Selon Thompson, l’idée selon laquelle «(…) la classe ouvrière est en quelque sorte née par un processus de génération spontanée déclenchée par les nouvelles forces productives et les nouveaux rapports de production (…)»(4) est fallacieuse. Comme tout phénomène social, les classes sociales sont donc des construits, dont l’émergence et la pérennité sont tributaires des conditions politique et culturelles (forcément contingentes) de leur temps.



La thèse de l’historien, en contradiction absolue avec les fondements du matérialisme historique(5), allait faire l’objet d’une prise en charge très fructueuse par les sociologues critiques. Ses implications sont à vrai dire fort nombreuses, et les amendements qu’elle apporte au marxisme «classique» sans doute décisifs.



Premièrement, elle implique l’idée selon laquelle la conscience de classe est l’élément moteur de la formation d’une classe sociale. Une classe sociale n’existe que parce qu’elle se perçoit comme telle, et non parce le stade de développement des forces productives implique son apparition.
Ceci conduit à rejeter, entre autres choses, l’économisme (selon lequel l’infrastructure détermine en dernière instance la superstructure) préconisé par la tradition marxiste. Deuxièmement, l’approche constructiviste présuppose que les classes sociales se forment nécessairement en opposition les unes par rapport aux autres. En ce sens, il n’y aurait de classe ouvrière sans classe bourgeoise, car l’identité collective de la première s’est construite historiquement contre l’identité de la seconde (qui la précédait chronologiquement). Enfin, la théorie constructiviste invalide sans doute définitivement la distinction marxiste traditionnelle entre classe en soi et classe pour soi(6), l’émergence de cette dernière impliquant la prise de conscience subjective de sa «mission» historique par la classe considérée. Elle invalide d’ailleurs de ce fait la conception léniniste du rôle du Parti comme instrument du passage de l’une en l’autre.

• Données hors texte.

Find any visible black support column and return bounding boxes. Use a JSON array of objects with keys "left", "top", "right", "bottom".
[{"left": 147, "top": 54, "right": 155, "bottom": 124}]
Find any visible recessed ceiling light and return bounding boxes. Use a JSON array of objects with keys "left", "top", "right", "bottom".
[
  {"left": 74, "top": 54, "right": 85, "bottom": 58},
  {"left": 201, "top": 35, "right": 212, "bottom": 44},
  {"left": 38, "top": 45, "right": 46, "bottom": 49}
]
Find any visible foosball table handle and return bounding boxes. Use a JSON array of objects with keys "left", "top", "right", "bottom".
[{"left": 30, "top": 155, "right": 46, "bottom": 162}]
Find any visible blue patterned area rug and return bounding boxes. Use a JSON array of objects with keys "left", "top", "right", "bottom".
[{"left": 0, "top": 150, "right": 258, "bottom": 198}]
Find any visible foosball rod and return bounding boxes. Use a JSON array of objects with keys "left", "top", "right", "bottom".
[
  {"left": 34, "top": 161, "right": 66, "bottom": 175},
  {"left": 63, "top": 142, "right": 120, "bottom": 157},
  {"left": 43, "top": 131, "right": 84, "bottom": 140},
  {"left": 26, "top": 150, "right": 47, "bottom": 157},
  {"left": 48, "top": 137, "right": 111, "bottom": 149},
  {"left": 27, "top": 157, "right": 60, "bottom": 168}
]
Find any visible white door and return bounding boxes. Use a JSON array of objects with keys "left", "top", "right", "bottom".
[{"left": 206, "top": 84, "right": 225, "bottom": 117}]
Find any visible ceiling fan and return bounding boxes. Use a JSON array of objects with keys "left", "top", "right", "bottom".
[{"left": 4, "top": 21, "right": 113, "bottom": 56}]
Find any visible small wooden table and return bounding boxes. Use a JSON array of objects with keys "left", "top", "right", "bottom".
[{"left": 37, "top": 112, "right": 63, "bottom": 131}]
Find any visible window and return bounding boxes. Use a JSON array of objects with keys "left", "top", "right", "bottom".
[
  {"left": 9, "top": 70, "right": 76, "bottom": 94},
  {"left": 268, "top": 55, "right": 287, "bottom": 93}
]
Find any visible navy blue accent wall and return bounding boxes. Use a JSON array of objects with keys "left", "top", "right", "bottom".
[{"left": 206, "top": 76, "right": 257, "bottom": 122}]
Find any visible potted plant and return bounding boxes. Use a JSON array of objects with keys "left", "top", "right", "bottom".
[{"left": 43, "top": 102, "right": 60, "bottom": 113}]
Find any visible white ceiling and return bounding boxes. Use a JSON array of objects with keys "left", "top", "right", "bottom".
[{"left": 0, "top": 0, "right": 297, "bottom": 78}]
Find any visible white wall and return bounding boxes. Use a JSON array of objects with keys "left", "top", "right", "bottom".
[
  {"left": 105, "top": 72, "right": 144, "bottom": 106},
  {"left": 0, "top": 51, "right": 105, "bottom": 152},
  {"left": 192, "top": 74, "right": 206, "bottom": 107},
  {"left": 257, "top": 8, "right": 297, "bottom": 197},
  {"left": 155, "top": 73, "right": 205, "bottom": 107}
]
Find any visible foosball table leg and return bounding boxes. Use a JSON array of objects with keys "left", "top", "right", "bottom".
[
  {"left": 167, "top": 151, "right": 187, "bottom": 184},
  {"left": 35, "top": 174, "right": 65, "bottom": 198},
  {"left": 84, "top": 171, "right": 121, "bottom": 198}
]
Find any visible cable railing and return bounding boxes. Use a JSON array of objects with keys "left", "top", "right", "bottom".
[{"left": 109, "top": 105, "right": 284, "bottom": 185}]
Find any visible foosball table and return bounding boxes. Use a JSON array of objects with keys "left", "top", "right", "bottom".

La seconde divergence qui oppose marxisme et sociologie critique porte sur la notion de domination. Si les marxistes admettent l’existence, dans les sociétés capitalistes, de multiples formes de domination (patriarcale, culturelle, scientifique, etc.), l’une de ces formes, la domination économique, surdétermine pour eux toutes les autres. La domination économique, dont l’archétype est l’exploitation de la classe salariée par la classe capitaliste, est ainsi considérée comme se trouvant en fin de compte au fondement de l’ensemble des rapports sociaux, quand bien même elle le serait de façon latente ou détournée.



A cette thèse, dite de la dernière instance, la sociologie critique répond par la thèse de l’autonomie relative. Selon cette dernière, toute société (capitaliste ou non) est composée de champs sociaux relativement autonomes les uns par rapport aux autres. A chacun de ces champs correspond une forme spécifique de domination. Par exemple, le champ familial peut être considéré comme relativement indépendant du champ économique, en ceci notamment qu’il est traversé par cette forme tout à fait spécifique de domination qu’est la domination patriarcale. Or, pour les sociologues critiques, aucune des sortes de dominations ayant cours dans la société ne peut prétendre surplomber toutes les autres. Il existe donc une pluralité de dominations, qui, tout au plus, interagissent (horizontalement) les unes avec les autres.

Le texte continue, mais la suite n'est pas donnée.